At the time, and for centuries, Constantinople was a symbol of unchallenged power and glory. It was the seat of power of the mighty Holy Roman Emperor which consisted of a thriving seaport connecting Asia through the Bosphorus and Europe via the “Golden Horn”.
At the age of 21, Sultan Mehmet, was acutely aware of the geo-political, historical and cultural importance of gaining a stronghold in Constantinople. Constantinople, boasted of Christianity’s second most revered Holy Site, the 6th century marvel, Hagia Sophia; the jewel of Constantinople. Eventually, the loss of this city and the beloved Hagia Sophia to the Muslims, would be a major blow to Christian Europe.
Situated on the crossroads of culture and civilization, Constantinople was a city protected by water on two sides and the grand, impenetrable Theodosian Walls built in the 5th century, on the third side. The city had stood the test of time as the ambitions of many conquerors seeking power and glory shattered outside its formidable walls. But Mehmet’s excellent strategy and planning from the moment he stepped in the shoes of a Sultan, up until he finally conquered the city, stood him apart from those before him.

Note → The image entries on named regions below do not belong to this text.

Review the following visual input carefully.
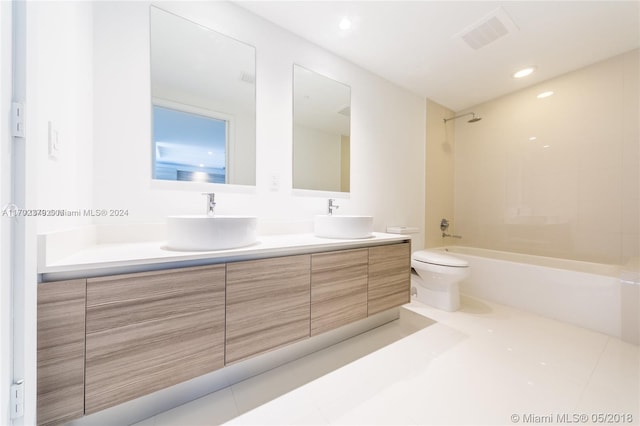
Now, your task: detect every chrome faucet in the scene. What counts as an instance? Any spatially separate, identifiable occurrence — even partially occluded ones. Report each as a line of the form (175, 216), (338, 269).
(440, 219), (462, 238)
(202, 192), (216, 217)
(329, 198), (340, 215)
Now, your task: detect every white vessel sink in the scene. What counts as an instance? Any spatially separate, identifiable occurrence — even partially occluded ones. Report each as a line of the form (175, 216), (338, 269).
(313, 215), (373, 239)
(167, 215), (258, 251)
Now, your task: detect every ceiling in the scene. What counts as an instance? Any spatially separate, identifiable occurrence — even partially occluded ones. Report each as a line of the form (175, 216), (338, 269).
(236, 0), (640, 111)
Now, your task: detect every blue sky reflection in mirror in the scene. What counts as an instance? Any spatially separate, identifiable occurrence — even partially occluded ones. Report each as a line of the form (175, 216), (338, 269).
(153, 105), (229, 183)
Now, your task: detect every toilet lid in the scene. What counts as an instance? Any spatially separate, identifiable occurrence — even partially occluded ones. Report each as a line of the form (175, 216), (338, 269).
(413, 250), (469, 267)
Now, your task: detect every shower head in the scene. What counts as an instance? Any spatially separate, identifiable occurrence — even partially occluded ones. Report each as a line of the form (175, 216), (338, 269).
(444, 112), (482, 123)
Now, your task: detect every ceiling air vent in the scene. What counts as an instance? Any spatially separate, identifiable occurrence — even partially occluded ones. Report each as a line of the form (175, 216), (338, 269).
(338, 105), (351, 117)
(457, 8), (518, 50)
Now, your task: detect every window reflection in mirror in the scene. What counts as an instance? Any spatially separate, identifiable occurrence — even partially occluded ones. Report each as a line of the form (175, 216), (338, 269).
(293, 65), (351, 192)
(153, 105), (229, 183)
(150, 6), (256, 185)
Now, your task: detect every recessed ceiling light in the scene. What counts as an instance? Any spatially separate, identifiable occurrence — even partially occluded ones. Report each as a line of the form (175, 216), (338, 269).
(513, 67), (536, 78)
(538, 90), (553, 99)
(338, 18), (351, 31)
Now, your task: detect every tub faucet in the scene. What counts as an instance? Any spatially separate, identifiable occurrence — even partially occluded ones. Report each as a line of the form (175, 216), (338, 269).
(202, 192), (216, 217)
(329, 198), (340, 215)
(442, 232), (462, 238)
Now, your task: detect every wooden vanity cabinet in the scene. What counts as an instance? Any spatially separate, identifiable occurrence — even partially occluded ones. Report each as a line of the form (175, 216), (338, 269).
(36, 279), (86, 425)
(368, 242), (411, 315)
(311, 248), (369, 336)
(225, 255), (311, 364)
(85, 265), (225, 414)
(37, 242), (411, 425)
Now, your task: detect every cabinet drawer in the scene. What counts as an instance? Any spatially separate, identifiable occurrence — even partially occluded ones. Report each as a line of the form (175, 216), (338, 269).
(311, 249), (369, 336)
(85, 265), (225, 414)
(36, 279), (86, 425)
(225, 255), (311, 364)
(368, 242), (411, 315)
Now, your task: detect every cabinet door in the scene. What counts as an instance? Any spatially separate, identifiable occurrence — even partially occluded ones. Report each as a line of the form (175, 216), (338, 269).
(226, 255), (311, 364)
(369, 242), (411, 315)
(311, 249), (369, 336)
(85, 265), (225, 414)
(36, 280), (86, 425)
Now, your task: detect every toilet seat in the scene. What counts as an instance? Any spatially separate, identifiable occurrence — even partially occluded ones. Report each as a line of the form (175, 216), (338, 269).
(413, 250), (469, 268)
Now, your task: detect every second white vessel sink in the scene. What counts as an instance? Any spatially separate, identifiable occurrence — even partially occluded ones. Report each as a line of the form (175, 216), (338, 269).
(313, 215), (373, 239)
(167, 215), (258, 251)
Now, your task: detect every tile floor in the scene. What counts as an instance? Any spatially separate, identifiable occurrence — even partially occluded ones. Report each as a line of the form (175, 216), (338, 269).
(136, 298), (640, 426)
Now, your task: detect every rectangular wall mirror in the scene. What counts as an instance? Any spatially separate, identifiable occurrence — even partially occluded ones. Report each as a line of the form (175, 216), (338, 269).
(293, 65), (351, 192)
(150, 6), (256, 185)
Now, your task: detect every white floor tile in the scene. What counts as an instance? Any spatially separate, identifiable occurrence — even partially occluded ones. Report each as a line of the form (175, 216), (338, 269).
(132, 298), (640, 426)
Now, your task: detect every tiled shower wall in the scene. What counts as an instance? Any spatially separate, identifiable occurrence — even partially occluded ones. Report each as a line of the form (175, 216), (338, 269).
(455, 50), (640, 264)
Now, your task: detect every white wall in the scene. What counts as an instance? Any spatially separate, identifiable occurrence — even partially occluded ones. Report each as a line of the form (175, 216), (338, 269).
(28, 2), (93, 233)
(0, 2), (13, 425)
(455, 50), (640, 264)
(93, 2), (425, 244)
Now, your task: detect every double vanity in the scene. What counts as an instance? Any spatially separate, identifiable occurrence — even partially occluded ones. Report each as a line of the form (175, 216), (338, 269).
(37, 220), (411, 424)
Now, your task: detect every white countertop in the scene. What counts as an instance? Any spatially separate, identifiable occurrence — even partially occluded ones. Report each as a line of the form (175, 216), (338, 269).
(38, 232), (410, 281)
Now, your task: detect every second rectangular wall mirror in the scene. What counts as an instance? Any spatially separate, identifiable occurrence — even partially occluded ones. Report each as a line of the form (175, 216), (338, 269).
(150, 6), (256, 185)
(293, 65), (351, 192)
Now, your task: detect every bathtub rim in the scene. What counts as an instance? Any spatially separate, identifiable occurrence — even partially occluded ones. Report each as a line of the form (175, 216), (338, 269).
(429, 245), (629, 278)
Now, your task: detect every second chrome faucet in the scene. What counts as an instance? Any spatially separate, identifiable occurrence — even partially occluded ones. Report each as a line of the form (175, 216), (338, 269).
(328, 198), (340, 215)
(202, 192), (216, 217)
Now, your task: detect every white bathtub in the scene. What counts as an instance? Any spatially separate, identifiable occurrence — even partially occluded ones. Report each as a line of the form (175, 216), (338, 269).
(437, 246), (640, 344)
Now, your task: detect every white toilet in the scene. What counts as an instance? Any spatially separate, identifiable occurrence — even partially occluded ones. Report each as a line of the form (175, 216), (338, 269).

Mehmet’s ingenious war strategy
- Mehmet started preparations for the conquest, immediately after taking the throne. He struck strategic alliances with the Venetians and the Genoese, which was a key step towards the grand conquest.
- Mehmet diffused a network of spies to provide valuable insights on the preparations within Constantinople. Mehmet was well-informed about the lack of manpower, declining Roman influence in the region, internal conflicts and a dwindling treasury.
- He announced an unnamed prize for the best engineers, blacksmiths, cannon makers in his kingdom and abroad to come forward with a plan to breach the infamous Theodosian walls.
- He took advantage of the situation and captured the surrounding areas of Constantinople to further enfeeble the hopes of the defenders within.
- He built a fortress on the route between Europe and Constantinople, helping him to intercept the correspondence and occasional supplies between the Byzantines and the Pope.
- He commissioned a Hungarian cannon maker, who built the deadliest cannon the world had ever witnessed, targeting the “invincible” His military and naval fleets caused significant disruptions in supplies to the city.